Not sure if it is related but the data is read from hdf5 with hdf5py (not MPI)

@ppwwyyxx
Copy link
Contributor

ppwwyyxx commented Jan 8, 2019

May be related, but I found that horovod could get stuck like this if GPU memory is not enough.
I have a job which run well last week, but yesterday when I tried to run it I always saw it stuck at the first allreduce, with warning messages like:

HVDAllReduce/HorovodAllreduce_gradients_linear_BiasAdd_grad_BiasAddGrad_0 [missing ranks:[1,0]

together with TensorFlow OOM messages like:

2019-01-08 02:00:37.838302: E tensorflow/stream_executor/cuda/cuda_driver.cc:806] failed to allocate 7.62G (8187171072 bytes) from device: CUDA_ERROR_OUT_OF_MEMORY: out of memory

It got stuck only when I run it with 16 machines, but not locally.

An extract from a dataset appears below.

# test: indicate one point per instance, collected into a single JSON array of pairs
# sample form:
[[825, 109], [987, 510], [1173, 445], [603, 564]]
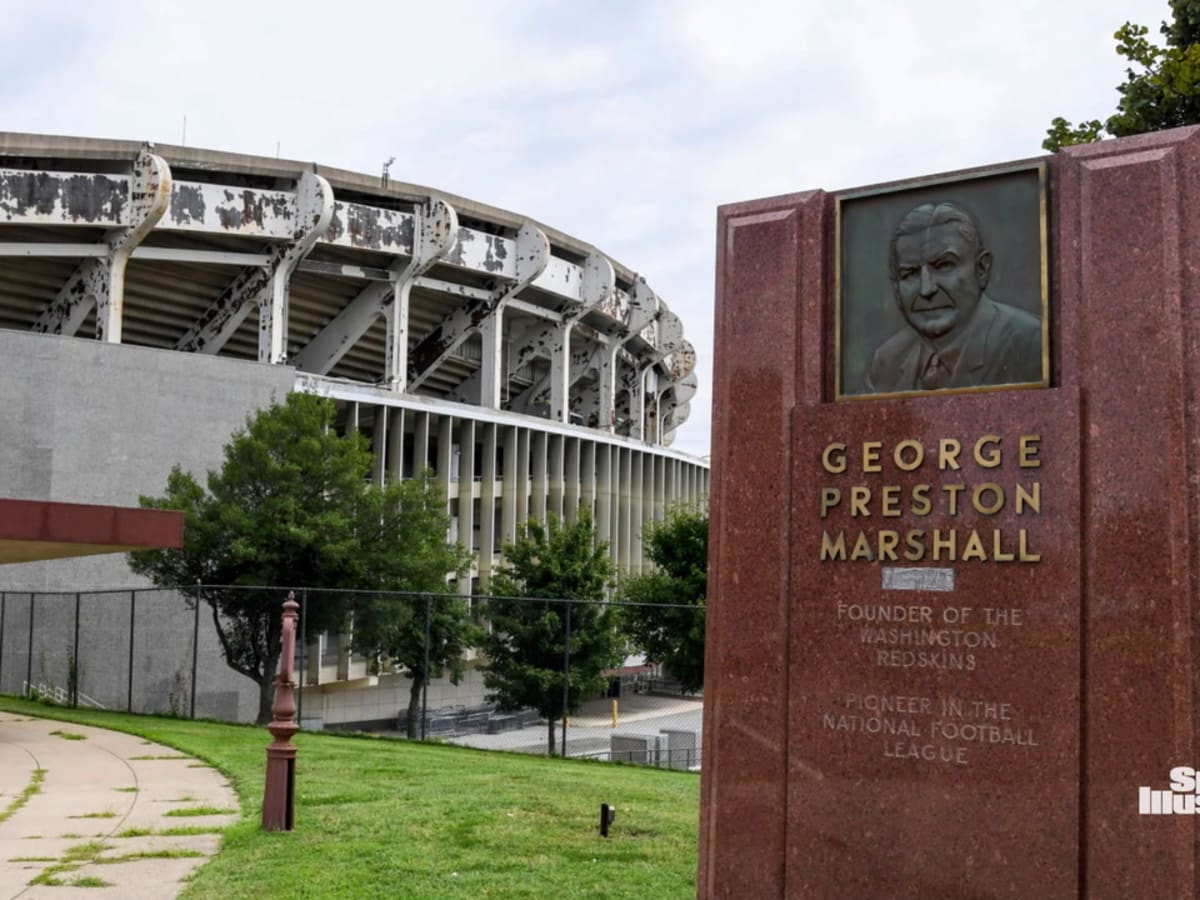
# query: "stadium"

At first I ignored the TensorFlow OOM messages, because I know that TensorFlow do not necessarily fail after such messages -- it can often still run. My successful local run also has such messages. And when TensorFlow really met a unrecoverable OOM, it will throw a much larger error with stack trace and allocation status, and exit. However none of the jobs exited.
However, it turned out that memory seems to be the reason of the stuck. All my failure runs have 16GB GPU memory and it succeeded after I switched to GPUs with 32GB memory. My success run last week is on combination of 16GB and 32GB GPUs (with rank0 on 32GB). (However, my successful local runs are also with 16GB memory, perhaps different allreduce implementation costs different amount of memory?).

@nicolefinnie
Copy link

I hit the very same problem and I realized one thing: if we always make the same worker do heavy-lifting, e.g. evaluating the current model after training for a certain number of epochs, other workers are going to complain about stalled ops and missing ranks: 0 and end up being stuck in this situation without being able to recover (looks like a horovod bug in my eyes), or the recovering slows down the whole process.

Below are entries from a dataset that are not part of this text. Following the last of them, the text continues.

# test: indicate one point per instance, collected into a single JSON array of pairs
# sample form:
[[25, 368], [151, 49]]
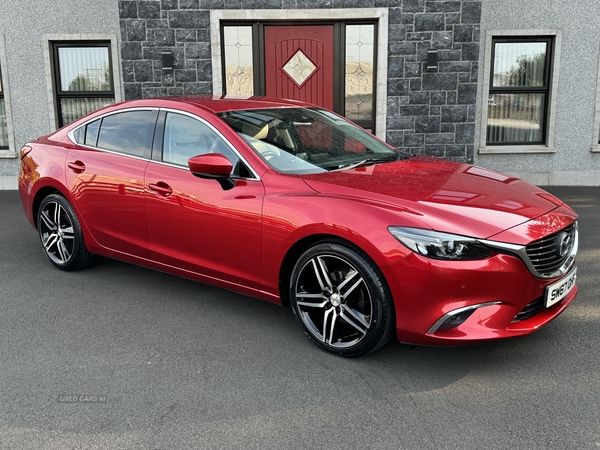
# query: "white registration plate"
[[561, 288]]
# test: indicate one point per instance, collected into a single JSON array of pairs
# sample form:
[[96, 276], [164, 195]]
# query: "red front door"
[[299, 63]]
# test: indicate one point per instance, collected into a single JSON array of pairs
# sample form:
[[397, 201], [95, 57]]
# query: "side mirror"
[[213, 166]]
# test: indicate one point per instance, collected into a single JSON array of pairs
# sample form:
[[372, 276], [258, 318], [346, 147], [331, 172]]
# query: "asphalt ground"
[[122, 357]]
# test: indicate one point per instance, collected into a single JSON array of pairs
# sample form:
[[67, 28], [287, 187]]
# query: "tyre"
[[341, 300], [61, 235]]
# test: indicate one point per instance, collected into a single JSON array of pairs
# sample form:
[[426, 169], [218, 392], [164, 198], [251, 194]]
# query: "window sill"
[[515, 149]]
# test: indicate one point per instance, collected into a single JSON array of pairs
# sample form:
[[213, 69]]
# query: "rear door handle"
[[161, 188], [76, 166]]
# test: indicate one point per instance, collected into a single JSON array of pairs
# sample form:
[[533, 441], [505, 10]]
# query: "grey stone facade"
[[431, 113], [26, 27]]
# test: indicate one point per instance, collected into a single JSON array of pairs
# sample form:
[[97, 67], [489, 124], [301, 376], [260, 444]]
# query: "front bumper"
[[499, 296]]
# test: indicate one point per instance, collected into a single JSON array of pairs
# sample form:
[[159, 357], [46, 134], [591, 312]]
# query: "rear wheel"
[[61, 235], [341, 300]]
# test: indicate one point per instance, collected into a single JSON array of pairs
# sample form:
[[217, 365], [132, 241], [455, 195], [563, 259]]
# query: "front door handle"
[[76, 166], [161, 188]]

My workaround is to make all workers do the same heavy lifting, for example, all workers have to do evaluation even if we only take the results from the first worker. I mean if other workers have to wait for the first guy, it won't hurt too much for all workers to do the same job.

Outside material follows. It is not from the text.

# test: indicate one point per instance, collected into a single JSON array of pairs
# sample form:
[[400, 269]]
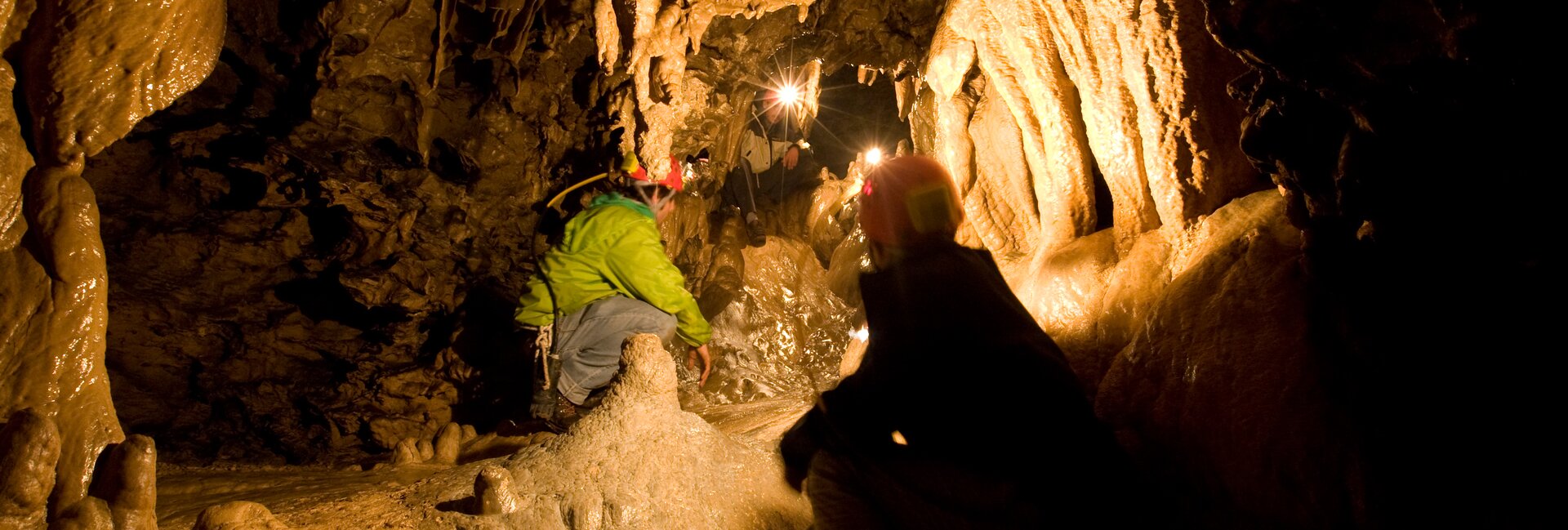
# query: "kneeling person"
[[608, 279]]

If I find a better solution, I'll update my answer.

@tgaddair
Copy link
Collaborator

tgaddair commented Apr 1, 2019

@nicolefinnie, in your case the behavior you're seeing is what we would expect. If one of your workers is doing evaluation, but the other workers have moved on to train in the next epoch, then they will necessarily get stuck because rank 0 is busy doing evaluation.

In the ring-allreduce algorithm, the other workers cannot proceed while one of the workers is behind. You wouldn't want this behavior either, because it would effectively alter the batch size between batches, which invalidates your learning rate.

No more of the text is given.